2. Description of the Related Art A conventional method for manufacturing a GaAs FET will be described.

First, an N-type active layer is formed on a semi-insulating gallium arsenide substrate by ion implantation, followed by ion implantation using a photoresist as a mask and annealing to form a high-concentration N-type layer for reducing contact resistance. ..

Next, after depositing a silicon nitride film or a silicon oxide film, the silicon oxide film or the silicon nitride film is side-etched by a predetermined distance by dry etching or wet etching using a photoresist as a mask.

Next, the N-type active layer on the surface of the substrate is etched to form a recess having a predetermined depth. Next, a gate metal is deposited using one of a photoresist, a silicon oxide film, and a silicon nitride film as a mask, and then lifted off to form a gate electrode, thereby completing the element portion.

GaAs FET formed in this way
Then, the positions of the high-concentration N-type layer, the gate electrode, and the recess are determined by patterning the respective photoresists.

[0007]

[Problems to be Solved by the Invention] Conventional GaAs FET
In the manufacturing method of 1., the positions of the high-concentration N-type layer, the gate electrode, and the recess are determined by patterning the respective photoresists. Therefore, due to misalignment of patterning,
The fluctuation of the distance between the high-concentration N-type layer and the gate electrode or recess is large.

In order to reduce the series resistance, it is preferable that the high-concentration N-type layer connected to the source electrode and the gate electrode are as close as possible, but there is a problem that the gate breakdown voltage is lowered if they are too close to each other.

[0009]

According to a method of manufacturing a semiconductor device of the present invention, an N-type active layer is formed on one main surface of a semi-insulating gallium arsenide substrate by ion implantation, and then a silicon oxide film is deposited on the entire surface. A step of forming a first photoresist pattern having an ohmic electrode planned region as an opening, and a step of wet-etching the silicon oxide film using the first photoresist as a mask and side-etching a predetermined distance. A step of forming a high concentration N-type layer by ion implantation using the first photoresist as a mask, a step of performing a heat treatment after removing the first photoresist, a silicon nitride film is deposited on the entire surface, and a gate is formed. A step of forming a second photoresist pattern having an opening in the electrode planned region; and using the second photoresist as a mask, A step of dry etching the silicon oxide film and then completely removing the silicon oxide film by wet etching; and a step of etching the N-type active layer using the silicon nitride film as a mask to form a recess of a predetermined depth. And a step of depositing a gate metal by using the second photoresist or the silicon nitride film as a mask to form a gate electrode made of the gate metal.

[0010]

EXAMPLE FIG. 1A shows a first example of the present invention.
This will be described with reference to (c).

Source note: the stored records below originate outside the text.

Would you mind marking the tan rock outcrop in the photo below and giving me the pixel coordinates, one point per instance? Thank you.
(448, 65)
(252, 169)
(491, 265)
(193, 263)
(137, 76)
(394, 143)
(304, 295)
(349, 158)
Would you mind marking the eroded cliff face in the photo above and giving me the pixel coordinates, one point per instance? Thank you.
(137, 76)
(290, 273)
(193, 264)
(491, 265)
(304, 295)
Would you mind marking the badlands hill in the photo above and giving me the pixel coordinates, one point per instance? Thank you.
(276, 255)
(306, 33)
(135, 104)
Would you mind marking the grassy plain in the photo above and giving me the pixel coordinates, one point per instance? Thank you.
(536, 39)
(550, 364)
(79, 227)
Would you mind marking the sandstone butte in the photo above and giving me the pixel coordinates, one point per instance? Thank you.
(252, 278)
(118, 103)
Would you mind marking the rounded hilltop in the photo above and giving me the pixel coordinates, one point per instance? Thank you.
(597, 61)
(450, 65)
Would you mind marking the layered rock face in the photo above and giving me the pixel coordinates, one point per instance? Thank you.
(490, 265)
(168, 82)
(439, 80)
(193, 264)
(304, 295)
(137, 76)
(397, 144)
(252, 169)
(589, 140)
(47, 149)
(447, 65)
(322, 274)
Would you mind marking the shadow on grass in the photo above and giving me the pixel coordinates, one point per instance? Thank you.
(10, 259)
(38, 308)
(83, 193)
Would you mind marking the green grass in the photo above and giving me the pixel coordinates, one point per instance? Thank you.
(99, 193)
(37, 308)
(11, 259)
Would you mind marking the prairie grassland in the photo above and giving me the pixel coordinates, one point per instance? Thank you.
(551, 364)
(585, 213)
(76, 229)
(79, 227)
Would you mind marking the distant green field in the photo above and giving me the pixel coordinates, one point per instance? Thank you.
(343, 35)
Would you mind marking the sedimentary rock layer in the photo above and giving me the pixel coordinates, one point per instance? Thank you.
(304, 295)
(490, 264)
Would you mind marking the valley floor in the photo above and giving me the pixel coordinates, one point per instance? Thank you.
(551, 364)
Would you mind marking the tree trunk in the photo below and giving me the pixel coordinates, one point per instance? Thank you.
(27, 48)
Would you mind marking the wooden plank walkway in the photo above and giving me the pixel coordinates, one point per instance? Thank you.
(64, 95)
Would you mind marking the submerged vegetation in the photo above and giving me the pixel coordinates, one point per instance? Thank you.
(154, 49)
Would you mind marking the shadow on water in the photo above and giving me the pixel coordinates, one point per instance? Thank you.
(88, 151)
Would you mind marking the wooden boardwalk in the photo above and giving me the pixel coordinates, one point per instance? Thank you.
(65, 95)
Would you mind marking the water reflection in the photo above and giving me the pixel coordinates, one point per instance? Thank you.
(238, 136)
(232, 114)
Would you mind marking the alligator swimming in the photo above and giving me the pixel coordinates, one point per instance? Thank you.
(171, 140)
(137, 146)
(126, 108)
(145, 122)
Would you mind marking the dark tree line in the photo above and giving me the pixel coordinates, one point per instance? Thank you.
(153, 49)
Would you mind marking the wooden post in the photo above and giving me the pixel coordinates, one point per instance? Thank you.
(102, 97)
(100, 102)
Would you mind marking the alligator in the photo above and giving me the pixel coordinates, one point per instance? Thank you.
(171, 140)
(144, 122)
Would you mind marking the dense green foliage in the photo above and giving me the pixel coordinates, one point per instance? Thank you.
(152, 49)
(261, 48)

First, as shown in FIG. 1A, ions are implanted into a semi-insulating gallium arsenide substrate 1 to form an N-type active layer 2. Next, a 100-nm-thick silicon oxide film 3 is deposited on the entire surface, and the photoresist 4 is used as a mask in a ratio of 1: 6.
The silicon oxide film 3 is etched with the buffered hydrofluoric acid and the side etching 6 is performed for a predetermined distance. Next, a high concentration N-type layer 5 is formed by ion implantation, and then the photoresist 4 is peeled off with an organic solvent and annealed.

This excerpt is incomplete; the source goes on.